L 1 At 5, 17-26; Sl 33 (34), 2-3. 4-5. 6-7. 8-9 Ev Jo 3, 16-21
Quem acredita n’Ele não é condenado… Quem pratica a verdade aproxima-se da luz, para que as suas obras sejam manifestas, pois são feitas em Deus.
Está no jornal Público de hoje um artigo de Miguel Esteves Cardoso com o título “O acendão interior”, analisando a dificuldade que sentimos na esperança da luz elétrica e fazendo um elogio à “eletricidade” interior que é capaz de pôr a funcionar os “dispositivos” humanos que são o coração, os pés e as mãos. Há dentro de nós um circuito autónomo que é preciso pôr a funcionar como deve ser. Porque é de dentro de nós que vêm as ideias, os estímulos, as faíscas. São as nossas mãos que põem as ideias em movimento e os nossos olhos que vão julgando como está tudo a correr.

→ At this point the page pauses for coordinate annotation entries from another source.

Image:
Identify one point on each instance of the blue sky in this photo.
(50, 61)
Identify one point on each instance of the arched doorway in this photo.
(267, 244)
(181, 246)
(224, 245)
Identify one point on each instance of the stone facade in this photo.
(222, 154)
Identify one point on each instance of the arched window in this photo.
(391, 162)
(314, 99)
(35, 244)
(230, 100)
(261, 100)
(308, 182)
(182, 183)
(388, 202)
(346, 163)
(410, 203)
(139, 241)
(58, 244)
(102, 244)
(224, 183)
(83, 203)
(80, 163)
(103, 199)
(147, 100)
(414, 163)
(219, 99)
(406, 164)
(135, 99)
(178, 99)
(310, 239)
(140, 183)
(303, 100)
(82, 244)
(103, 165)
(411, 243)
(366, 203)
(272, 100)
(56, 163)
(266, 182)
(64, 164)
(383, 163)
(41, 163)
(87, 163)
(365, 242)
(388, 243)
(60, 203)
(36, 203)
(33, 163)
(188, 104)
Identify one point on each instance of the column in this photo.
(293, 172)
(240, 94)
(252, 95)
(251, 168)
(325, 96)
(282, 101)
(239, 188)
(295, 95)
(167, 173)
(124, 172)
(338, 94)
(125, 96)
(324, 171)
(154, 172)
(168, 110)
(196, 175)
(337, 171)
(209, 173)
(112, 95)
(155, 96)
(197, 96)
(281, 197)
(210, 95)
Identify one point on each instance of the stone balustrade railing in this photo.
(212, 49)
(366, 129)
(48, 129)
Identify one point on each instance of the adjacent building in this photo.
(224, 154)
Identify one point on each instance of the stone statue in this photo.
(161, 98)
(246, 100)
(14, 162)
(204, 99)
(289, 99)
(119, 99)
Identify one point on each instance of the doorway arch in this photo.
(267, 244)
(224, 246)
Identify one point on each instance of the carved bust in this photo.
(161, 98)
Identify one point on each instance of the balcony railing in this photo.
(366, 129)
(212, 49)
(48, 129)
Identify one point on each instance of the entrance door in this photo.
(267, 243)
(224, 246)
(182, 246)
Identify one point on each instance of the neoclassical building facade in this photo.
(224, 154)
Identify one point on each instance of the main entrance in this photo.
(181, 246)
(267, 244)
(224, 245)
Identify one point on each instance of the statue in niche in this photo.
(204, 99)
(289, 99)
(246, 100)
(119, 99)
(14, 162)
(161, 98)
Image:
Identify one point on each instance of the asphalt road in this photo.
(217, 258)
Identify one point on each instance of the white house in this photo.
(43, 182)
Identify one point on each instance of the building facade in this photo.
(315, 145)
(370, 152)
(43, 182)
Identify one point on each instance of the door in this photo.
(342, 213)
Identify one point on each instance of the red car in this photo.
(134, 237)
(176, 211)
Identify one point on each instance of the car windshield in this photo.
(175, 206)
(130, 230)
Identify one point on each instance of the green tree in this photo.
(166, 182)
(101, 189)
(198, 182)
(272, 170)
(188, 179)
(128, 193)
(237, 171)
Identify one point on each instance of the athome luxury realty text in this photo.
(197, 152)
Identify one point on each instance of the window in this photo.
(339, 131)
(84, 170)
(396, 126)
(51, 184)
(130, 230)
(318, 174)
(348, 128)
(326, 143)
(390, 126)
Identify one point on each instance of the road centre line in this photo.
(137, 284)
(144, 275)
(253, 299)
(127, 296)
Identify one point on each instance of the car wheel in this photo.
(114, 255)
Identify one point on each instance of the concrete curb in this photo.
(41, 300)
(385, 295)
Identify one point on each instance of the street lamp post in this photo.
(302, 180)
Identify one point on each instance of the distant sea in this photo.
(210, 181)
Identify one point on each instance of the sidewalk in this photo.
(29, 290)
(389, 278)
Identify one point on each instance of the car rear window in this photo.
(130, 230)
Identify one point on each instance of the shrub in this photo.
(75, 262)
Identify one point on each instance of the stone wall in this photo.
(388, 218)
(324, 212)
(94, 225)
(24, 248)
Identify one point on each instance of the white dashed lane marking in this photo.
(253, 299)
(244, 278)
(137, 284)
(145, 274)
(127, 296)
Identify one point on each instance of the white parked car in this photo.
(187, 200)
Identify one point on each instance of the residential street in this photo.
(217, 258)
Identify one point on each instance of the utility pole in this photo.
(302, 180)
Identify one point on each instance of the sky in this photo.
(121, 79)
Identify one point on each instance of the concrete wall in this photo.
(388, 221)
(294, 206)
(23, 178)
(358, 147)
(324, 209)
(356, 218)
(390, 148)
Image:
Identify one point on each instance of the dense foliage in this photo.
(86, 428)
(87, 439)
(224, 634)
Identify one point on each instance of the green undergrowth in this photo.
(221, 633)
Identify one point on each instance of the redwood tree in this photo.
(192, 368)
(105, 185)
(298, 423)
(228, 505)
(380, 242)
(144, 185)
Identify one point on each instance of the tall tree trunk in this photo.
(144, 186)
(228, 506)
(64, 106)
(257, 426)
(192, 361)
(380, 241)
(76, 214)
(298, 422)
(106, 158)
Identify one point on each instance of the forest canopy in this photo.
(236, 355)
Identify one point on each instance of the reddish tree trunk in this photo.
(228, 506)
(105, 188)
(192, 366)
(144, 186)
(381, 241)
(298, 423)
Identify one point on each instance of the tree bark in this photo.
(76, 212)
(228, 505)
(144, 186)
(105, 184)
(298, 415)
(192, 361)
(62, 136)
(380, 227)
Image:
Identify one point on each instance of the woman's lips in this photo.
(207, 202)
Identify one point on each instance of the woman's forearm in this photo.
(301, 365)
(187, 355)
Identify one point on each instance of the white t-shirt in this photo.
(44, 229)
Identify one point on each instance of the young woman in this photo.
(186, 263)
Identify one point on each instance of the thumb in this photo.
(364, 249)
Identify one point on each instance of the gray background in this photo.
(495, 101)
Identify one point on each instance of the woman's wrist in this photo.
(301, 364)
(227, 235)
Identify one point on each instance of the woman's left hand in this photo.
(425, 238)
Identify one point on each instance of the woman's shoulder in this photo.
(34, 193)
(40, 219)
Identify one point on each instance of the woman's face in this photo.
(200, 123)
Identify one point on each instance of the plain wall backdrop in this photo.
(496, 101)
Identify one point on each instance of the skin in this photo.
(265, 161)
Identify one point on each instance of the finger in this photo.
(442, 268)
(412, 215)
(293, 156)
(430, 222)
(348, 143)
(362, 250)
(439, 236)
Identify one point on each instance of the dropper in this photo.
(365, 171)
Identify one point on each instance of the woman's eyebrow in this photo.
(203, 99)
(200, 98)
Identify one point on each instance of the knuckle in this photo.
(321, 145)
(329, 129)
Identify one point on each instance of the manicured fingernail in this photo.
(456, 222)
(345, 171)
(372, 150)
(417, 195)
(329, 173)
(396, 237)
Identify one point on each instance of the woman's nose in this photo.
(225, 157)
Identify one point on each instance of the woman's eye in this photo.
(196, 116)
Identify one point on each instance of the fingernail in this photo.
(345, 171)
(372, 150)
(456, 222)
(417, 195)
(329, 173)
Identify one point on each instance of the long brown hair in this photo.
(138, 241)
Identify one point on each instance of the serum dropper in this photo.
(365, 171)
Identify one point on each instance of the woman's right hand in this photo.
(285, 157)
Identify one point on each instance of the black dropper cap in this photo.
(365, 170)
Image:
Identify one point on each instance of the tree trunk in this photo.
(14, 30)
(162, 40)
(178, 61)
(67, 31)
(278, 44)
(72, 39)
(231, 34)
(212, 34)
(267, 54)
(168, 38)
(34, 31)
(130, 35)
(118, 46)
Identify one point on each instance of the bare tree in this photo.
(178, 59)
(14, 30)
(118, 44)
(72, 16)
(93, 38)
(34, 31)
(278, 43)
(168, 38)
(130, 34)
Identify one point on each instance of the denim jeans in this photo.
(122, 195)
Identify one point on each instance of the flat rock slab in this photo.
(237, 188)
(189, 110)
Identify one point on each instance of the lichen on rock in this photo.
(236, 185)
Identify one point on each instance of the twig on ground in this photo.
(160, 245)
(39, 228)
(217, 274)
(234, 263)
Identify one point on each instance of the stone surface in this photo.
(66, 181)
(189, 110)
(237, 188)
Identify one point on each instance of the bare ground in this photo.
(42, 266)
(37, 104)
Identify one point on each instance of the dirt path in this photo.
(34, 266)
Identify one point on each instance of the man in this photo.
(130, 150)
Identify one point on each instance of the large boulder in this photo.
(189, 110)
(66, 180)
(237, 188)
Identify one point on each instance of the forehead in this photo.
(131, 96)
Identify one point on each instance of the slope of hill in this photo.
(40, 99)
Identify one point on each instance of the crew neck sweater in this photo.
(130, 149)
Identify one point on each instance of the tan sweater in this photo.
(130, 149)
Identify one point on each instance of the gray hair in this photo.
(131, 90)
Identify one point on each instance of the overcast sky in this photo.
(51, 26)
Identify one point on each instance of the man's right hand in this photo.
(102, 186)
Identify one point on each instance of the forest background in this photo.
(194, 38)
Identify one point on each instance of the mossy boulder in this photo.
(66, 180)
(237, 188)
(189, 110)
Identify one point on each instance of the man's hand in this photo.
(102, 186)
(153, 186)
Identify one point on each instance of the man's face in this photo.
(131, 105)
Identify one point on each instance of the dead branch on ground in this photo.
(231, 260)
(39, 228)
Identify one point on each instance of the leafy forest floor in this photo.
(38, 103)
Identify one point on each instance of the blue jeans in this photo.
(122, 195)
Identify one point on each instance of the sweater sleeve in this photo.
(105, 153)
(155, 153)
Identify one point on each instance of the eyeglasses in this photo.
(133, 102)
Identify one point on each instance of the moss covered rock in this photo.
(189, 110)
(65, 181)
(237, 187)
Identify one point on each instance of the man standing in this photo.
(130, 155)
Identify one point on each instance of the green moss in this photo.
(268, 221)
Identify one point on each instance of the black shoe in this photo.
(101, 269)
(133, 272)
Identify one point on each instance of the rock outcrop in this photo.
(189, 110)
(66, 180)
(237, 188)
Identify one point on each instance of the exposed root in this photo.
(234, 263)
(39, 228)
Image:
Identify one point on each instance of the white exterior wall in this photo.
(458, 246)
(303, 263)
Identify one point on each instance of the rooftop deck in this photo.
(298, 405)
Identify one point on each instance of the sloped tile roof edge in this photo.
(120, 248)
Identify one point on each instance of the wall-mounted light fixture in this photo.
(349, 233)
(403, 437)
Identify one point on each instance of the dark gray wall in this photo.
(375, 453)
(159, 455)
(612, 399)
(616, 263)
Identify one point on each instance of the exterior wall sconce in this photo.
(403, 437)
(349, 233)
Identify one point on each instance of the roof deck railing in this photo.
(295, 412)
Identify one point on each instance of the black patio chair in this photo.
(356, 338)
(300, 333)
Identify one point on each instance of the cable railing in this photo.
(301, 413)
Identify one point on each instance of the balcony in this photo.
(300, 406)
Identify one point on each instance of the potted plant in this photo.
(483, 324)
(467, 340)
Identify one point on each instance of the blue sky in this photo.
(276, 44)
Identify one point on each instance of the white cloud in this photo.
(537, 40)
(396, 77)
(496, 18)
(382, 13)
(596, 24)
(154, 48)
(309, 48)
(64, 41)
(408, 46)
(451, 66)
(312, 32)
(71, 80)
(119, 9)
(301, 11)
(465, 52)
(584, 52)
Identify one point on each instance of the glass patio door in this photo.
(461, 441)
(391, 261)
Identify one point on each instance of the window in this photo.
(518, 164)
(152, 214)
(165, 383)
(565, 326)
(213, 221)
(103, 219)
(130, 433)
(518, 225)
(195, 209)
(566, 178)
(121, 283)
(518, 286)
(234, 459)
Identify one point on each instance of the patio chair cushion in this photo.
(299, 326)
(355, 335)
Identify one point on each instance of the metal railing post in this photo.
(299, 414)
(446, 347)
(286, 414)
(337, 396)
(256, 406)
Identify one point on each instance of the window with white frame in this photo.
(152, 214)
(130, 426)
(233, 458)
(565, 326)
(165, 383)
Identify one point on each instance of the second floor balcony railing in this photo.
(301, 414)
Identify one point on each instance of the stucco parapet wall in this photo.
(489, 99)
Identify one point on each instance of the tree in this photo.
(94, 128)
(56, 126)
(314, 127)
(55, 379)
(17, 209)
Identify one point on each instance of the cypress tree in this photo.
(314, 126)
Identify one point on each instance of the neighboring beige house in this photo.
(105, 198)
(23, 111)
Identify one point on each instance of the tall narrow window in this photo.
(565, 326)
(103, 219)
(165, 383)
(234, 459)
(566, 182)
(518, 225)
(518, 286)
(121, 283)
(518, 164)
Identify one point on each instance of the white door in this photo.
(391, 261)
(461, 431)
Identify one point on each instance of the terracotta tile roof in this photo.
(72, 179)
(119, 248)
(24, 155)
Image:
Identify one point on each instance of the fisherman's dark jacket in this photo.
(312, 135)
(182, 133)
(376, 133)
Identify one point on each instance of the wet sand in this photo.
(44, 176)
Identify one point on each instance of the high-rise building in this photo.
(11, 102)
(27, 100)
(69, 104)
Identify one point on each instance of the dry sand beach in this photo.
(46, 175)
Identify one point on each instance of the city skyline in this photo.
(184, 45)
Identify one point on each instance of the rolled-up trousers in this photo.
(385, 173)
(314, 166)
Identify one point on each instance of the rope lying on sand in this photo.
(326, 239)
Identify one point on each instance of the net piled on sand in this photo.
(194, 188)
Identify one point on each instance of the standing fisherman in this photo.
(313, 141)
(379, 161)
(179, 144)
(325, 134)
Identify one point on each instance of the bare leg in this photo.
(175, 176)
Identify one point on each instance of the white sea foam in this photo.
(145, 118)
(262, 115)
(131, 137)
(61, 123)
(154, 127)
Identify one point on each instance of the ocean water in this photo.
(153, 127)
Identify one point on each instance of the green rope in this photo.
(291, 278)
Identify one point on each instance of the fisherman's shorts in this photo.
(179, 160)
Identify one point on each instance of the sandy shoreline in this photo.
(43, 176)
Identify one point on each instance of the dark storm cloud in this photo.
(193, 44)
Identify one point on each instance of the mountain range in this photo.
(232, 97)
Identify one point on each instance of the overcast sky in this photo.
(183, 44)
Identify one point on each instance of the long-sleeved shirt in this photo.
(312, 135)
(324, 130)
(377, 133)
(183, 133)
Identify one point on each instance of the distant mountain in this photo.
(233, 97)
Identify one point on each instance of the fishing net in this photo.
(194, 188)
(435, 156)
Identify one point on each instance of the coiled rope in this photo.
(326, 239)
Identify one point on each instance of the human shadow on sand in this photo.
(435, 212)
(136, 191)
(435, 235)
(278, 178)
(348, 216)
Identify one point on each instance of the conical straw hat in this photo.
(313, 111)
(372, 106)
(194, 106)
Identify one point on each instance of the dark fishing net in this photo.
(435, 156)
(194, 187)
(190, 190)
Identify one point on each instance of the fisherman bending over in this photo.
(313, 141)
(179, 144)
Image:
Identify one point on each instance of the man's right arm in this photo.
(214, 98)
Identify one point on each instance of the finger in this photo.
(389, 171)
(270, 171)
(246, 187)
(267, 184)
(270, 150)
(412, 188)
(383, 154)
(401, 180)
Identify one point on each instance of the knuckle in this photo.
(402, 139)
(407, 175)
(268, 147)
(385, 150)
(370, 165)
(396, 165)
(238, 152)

No apagão que vivemos no início desta semana ficámos reduzimos aos nossos próprio recursos. E esta situação lembrou-nos que não há dispositivo como o corpo humano, como o cérebro a mandar nas mãozinhas. A Palavra de hoje inspira-me a afirmar que circunstâncias como estas podem servir para regressarmos ao essencial, ao “só Deus basta” que por vezes fica ofuscado por tanta energia elétrica e aos dispositivos externos ao corpo humano, extensões necessárias no mundo de hoje, mas nem sempre facilitadoras de uma mais afetiva relação com Deus e com os irmãos.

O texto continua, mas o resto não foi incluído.